New ordinance to address all varieties of signs
Published 5:35 pm Wednesday, December 4, 2019
MOULTRIE, Ga. — The City of Moultrie’s current moratorium on signs was extended for 90 more days on Nov. 22, allowing the city council more time to craft a new sign ordinance. City Attorney Mickey Waller said it won’t be a tailored ordinance for one company’s request but an overall update.
The company the moratorium was made in response to, New South Media, had applied for nine signs — all electronic — ranging from sign sizes accepted under the existing ordinance (less than or equal to 120 square feet) to those outside its limits.
The request caused the council to review the current ordinance to see if it was up to date. According to Waller, it was not.
Thus, he got to work, alongside the council and representatives from NSM, on creating a modern ordinance.
“It’s honestly nothing out of the norm,” Waller said.

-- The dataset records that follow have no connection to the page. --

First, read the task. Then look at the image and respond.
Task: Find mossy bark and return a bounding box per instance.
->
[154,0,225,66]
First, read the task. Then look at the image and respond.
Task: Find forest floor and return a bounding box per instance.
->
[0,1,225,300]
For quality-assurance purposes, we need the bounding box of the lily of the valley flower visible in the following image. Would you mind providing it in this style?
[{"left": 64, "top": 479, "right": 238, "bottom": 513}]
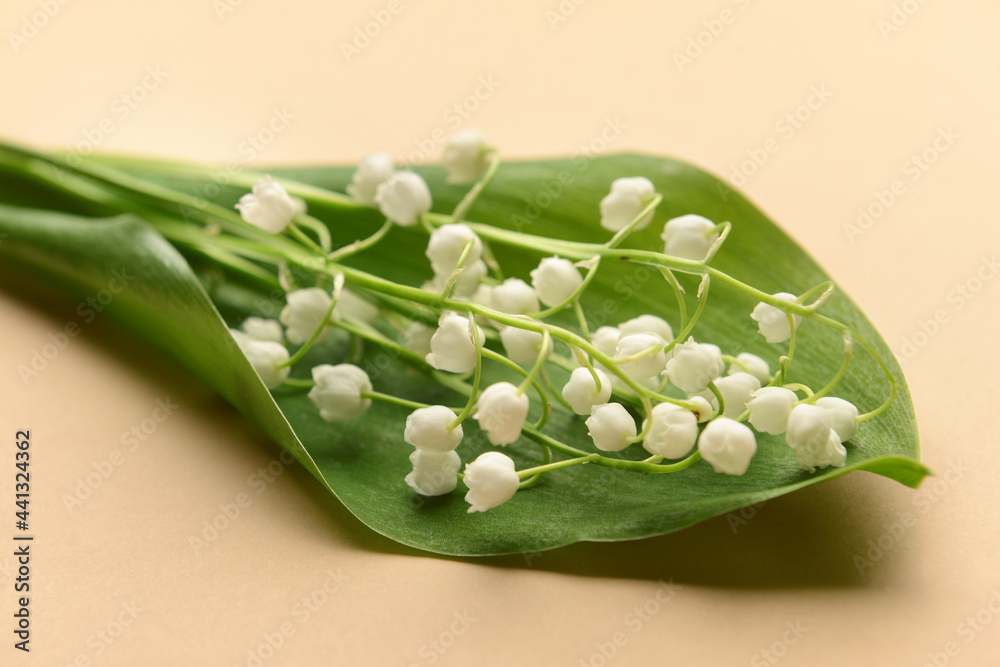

And it’s not. Back in 2014, the council was brought a similar issue, specifically in regard to electronic signs.
They passed a 120-day moratorium regarding the signs on Sept. 16 of that year “to give the councilmen and the city attorney time to look over the existing ordinance” seeing if it meets community needs, the Oct. 8 story read.
The moratorium ended Dec. 16 when a new ordinance was introduced.
Its primary change stated that no sign can be more than 120 square feet in area and if a business has more than one sign, their added areas cannot be more than 120 square feet.
The ordinance also stated that 30 percent of a sign’s area, up to 36 square feet, could be a multi-message variety (i.e. digital display, flipping panels of advertisement, etc.).
This new ordinance, though similar, will handle everything in a general sense rather than one sign type. In example, it would handle electronic and stock signs, sign size, sign content, and on/off premises advertisement.
Waller said Moultrie at-large won’t be able to see the specifics until everything has been verified and approved, but he told the council he has a draft of the ordinance at a called meeting on Nov. 22.
It was recently revised with insight from former Planning and Community Development Director Daniel Parrish as well.
City Manager Pete Dillard said he welcomes the time extension as the council doesn’t want to skip any details.
“We just won’t accept any[thing] for 90 days,” he said. “Otherwise, someone can come along later and say ‘No, you didn’t post it a proper number of days,’ ‘You didn’t have the correct amount of time before you made the ordinance,’ [or] ‘You didn’t allow the correct time for public comment.’”
In agreement with looking into the sign ordinance, NSM will allow the city free ad space for public announcements and other related information. But again, this is just the norm for Moultrie.
“Laws change all the time,” Waller said. “We just do these on occasion to keep up with the changes.”